Crime and Competitiveness. Malaysia fell four notches to 25th place in the latest world competitiveness ranking but remains well, well ahead of Zimbabwe, which maintained its 132nd position.
Hehe. Sorry bros and sis, could not help it. That was for the benefit of Anwar Ibrahim, Ambiga S and others who are so fond of comparing Malaysia to Zimbabwe. Myanmar, another country they love us to emulate, is not even included in the 144 countries monitored and rated annually by the World Economic Forum.

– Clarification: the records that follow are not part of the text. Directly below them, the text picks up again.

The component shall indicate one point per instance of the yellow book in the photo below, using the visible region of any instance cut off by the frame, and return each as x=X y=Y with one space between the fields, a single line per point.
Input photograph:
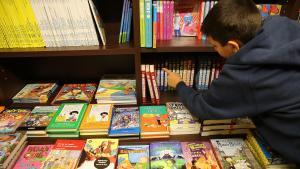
x=96 y=118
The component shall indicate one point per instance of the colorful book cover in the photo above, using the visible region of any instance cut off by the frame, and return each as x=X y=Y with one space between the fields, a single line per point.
x=230 y=153
x=35 y=92
x=199 y=155
x=64 y=154
x=154 y=119
x=8 y=144
x=33 y=156
x=97 y=117
x=116 y=88
x=166 y=155
x=39 y=118
x=133 y=157
x=10 y=119
x=125 y=121
x=67 y=118
x=100 y=153
x=75 y=93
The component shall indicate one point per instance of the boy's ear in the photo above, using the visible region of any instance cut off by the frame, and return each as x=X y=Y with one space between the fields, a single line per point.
x=235 y=46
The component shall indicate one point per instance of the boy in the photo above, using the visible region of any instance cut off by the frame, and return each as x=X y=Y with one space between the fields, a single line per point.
x=261 y=76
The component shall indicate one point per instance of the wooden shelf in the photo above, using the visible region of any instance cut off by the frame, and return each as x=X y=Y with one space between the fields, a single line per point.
x=180 y=44
x=115 y=49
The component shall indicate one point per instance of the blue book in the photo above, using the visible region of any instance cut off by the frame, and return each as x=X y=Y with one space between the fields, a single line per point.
x=125 y=122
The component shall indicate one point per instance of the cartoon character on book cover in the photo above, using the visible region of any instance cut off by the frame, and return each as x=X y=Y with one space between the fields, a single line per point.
x=100 y=153
x=199 y=155
x=133 y=157
x=166 y=155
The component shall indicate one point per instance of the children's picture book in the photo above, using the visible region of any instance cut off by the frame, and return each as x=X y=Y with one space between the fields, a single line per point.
x=154 y=120
x=125 y=121
x=64 y=154
x=199 y=155
x=100 y=153
x=39 y=118
x=33 y=156
x=9 y=145
x=75 y=93
x=133 y=156
x=35 y=93
x=67 y=118
x=97 y=117
x=11 y=119
x=166 y=155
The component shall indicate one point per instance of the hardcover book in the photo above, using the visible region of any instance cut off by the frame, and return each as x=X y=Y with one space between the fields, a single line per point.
x=64 y=154
x=75 y=93
x=11 y=119
x=33 y=156
x=199 y=155
x=125 y=122
x=35 y=93
x=133 y=156
x=166 y=155
x=96 y=118
x=100 y=153
x=67 y=118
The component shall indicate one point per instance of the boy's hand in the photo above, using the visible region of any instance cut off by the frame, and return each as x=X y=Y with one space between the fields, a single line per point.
x=173 y=78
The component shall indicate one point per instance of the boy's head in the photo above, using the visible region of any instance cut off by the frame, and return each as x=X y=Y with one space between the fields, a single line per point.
x=230 y=24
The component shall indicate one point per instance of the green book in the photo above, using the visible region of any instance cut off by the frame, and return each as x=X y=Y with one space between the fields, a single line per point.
x=67 y=118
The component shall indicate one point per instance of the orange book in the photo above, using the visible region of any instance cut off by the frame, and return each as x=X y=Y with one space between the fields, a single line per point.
x=96 y=118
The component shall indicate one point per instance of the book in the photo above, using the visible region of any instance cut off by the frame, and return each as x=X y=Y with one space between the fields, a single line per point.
x=35 y=93
x=199 y=154
x=100 y=153
x=39 y=119
x=9 y=146
x=96 y=118
x=11 y=119
x=166 y=155
x=125 y=122
x=32 y=156
x=64 y=154
x=75 y=93
x=133 y=156
x=67 y=118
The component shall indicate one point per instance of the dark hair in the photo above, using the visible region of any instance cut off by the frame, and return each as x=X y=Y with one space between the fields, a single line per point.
x=232 y=20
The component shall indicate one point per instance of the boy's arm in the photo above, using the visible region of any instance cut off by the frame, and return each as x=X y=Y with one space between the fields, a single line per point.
x=227 y=98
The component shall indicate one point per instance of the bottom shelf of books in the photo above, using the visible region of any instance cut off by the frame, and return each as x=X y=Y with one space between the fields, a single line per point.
x=81 y=135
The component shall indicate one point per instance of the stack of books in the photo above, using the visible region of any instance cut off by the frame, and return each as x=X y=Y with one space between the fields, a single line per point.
x=96 y=119
x=66 y=121
x=35 y=93
x=116 y=91
x=154 y=122
x=226 y=126
x=181 y=120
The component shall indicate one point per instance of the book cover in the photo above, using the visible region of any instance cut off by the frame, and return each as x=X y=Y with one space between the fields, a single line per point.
x=33 y=156
x=97 y=117
x=133 y=156
x=154 y=119
x=11 y=119
x=125 y=121
x=199 y=155
x=75 y=93
x=166 y=155
x=39 y=118
x=100 y=153
x=67 y=118
x=35 y=93
x=64 y=154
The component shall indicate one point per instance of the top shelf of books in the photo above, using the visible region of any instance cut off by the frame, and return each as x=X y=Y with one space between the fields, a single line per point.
x=180 y=44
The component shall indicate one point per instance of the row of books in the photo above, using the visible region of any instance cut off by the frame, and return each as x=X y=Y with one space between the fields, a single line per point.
x=107 y=153
x=117 y=91
x=50 y=23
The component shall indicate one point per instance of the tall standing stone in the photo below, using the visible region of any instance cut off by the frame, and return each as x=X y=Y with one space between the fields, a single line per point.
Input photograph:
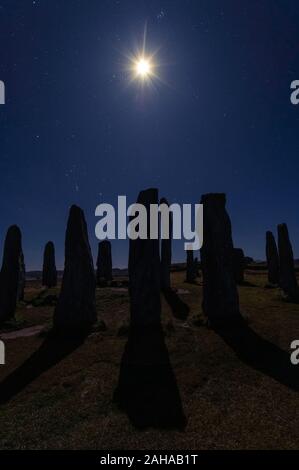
x=76 y=311
x=288 y=281
x=239 y=265
x=190 y=267
x=104 y=262
x=272 y=259
x=220 y=295
x=22 y=278
x=147 y=387
x=49 y=278
x=10 y=274
x=166 y=252
x=144 y=272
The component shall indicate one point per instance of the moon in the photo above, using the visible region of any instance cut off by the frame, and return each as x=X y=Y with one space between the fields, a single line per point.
x=143 y=68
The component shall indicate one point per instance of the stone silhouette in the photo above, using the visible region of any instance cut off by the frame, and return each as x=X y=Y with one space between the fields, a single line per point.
x=11 y=273
x=104 y=262
x=239 y=265
x=22 y=277
x=49 y=278
x=190 y=267
x=166 y=252
x=144 y=271
x=288 y=281
x=147 y=388
x=272 y=259
x=196 y=267
x=220 y=295
x=75 y=312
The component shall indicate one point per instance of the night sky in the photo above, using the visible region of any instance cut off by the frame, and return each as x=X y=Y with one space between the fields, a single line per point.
x=75 y=130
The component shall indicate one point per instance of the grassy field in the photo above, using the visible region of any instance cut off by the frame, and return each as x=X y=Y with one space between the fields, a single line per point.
x=66 y=403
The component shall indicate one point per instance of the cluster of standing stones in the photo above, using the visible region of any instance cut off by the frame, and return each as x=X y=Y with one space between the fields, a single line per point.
x=222 y=268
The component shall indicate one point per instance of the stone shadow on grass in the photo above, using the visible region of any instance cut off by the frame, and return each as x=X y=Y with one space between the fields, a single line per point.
x=147 y=390
x=51 y=351
x=260 y=354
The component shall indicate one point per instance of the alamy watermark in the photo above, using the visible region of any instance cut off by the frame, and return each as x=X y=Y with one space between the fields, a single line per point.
x=2 y=353
x=295 y=353
x=295 y=93
x=2 y=92
x=132 y=222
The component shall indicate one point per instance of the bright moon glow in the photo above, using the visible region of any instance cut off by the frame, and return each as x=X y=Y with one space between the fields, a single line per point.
x=143 y=67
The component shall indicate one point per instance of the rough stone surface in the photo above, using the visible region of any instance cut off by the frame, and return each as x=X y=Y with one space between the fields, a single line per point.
x=144 y=272
x=49 y=278
x=288 y=281
x=190 y=267
x=11 y=273
x=75 y=312
x=272 y=259
x=220 y=295
x=166 y=254
x=104 y=262
x=239 y=265
x=22 y=278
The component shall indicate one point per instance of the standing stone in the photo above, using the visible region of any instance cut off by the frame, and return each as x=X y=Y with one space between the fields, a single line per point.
x=220 y=295
x=288 y=281
x=147 y=388
x=49 y=268
x=144 y=272
x=196 y=267
x=190 y=267
x=22 y=278
x=75 y=312
x=239 y=265
x=104 y=262
x=272 y=259
x=10 y=274
x=166 y=253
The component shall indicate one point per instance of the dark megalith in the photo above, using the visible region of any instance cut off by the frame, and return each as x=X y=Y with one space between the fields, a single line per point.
x=104 y=263
x=166 y=251
x=49 y=278
x=288 y=281
x=22 y=278
x=144 y=271
x=272 y=259
x=147 y=388
x=239 y=265
x=191 y=267
x=75 y=312
x=220 y=295
x=11 y=284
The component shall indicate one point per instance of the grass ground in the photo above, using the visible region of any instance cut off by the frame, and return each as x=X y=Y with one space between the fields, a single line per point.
x=228 y=404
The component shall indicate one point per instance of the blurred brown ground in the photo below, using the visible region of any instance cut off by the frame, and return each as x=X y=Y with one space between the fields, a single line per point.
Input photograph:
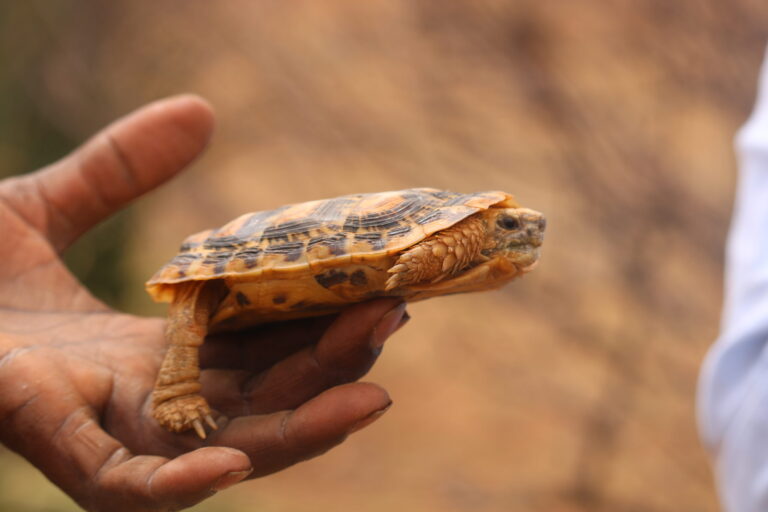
x=571 y=390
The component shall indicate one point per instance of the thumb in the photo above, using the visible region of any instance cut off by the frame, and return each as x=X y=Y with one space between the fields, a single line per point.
x=128 y=158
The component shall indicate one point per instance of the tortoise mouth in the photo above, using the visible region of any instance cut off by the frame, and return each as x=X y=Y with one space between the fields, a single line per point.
x=534 y=242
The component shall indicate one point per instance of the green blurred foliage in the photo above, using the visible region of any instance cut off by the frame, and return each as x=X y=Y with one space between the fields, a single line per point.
x=31 y=139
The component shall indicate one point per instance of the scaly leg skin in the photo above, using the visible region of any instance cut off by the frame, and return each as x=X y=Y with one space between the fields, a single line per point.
x=176 y=402
x=440 y=256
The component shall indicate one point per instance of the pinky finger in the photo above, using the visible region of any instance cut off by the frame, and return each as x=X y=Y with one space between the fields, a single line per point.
x=150 y=483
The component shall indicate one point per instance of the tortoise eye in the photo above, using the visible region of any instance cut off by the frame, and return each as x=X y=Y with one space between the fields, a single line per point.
x=508 y=222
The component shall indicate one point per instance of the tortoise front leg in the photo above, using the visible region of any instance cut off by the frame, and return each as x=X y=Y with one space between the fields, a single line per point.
x=176 y=402
x=439 y=257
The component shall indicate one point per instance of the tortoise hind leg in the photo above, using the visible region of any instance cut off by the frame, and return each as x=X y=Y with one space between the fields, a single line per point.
x=176 y=401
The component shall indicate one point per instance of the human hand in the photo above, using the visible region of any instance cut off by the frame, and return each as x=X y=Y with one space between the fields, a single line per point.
x=76 y=377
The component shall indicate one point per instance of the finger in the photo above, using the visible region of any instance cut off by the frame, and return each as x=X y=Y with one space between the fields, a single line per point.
x=344 y=354
x=259 y=348
x=281 y=439
x=130 y=157
x=157 y=483
x=94 y=468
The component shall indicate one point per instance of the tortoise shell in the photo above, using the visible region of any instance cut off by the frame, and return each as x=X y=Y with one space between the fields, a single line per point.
x=318 y=235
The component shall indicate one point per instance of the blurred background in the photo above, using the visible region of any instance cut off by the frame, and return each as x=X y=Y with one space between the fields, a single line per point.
x=571 y=390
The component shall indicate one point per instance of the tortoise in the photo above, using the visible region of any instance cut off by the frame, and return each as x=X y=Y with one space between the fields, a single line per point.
x=317 y=257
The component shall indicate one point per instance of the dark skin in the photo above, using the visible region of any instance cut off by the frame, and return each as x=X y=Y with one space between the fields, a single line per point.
x=76 y=376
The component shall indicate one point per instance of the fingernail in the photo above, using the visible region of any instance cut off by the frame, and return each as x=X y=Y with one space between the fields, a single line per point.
x=231 y=479
x=369 y=419
x=389 y=323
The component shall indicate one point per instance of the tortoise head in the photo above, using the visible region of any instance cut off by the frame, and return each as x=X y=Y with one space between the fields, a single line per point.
x=514 y=234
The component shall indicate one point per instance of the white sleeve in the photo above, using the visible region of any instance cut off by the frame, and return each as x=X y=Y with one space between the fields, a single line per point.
x=733 y=387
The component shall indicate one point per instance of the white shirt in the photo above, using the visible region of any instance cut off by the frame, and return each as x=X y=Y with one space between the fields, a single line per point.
x=733 y=388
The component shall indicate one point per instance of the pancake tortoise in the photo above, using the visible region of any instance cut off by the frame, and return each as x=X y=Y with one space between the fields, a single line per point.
x=315 y=258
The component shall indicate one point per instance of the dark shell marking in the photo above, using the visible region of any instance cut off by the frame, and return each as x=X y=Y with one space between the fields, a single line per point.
x=319 y=232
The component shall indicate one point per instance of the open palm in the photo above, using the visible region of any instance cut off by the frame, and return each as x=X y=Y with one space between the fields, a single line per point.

Back to the Global Competitiveness Report 2012-2013, launched worldwide at 2pm our time minutes ago, Malaysia's overall score dropped slightly to 5.06 points. Last year, Malaysia was 21st most competitive with a score of 5.08
Factors that brought us down include poorer (relatively) international internet bandwidth, lower broadband internet subscriptions per 100 population, and poorer mobile broadband subscriptions. (All these come under the same ministry, which strengthens my case that we should break up the Information Ministry).
Two factors related to crime brought our scores down:
1. Perception on business costs or crime and violence and
2. Perception on organized crime
This is most interesting because crime is not just about your safety and my security, it affects our competitiveness as a nation! So all the reasons we need to equip our police force and the other relevant authorities fighting crime.
The bit of organized crime is so true. Professional hits, gangsters killing gangsters, etc. We have been reading more and more about them in the papers lately. I believe all these are happening because the bad people are less afraid - there is no more Emergency Ordinance (note that a lot of crimes in the past months are related to former EO detainees) and the ISA has been repealed. Even the Seditions Act is no more.
We need a potent preventive act to deter the crooks and restore confidence in business and the people. And help us become more competitive.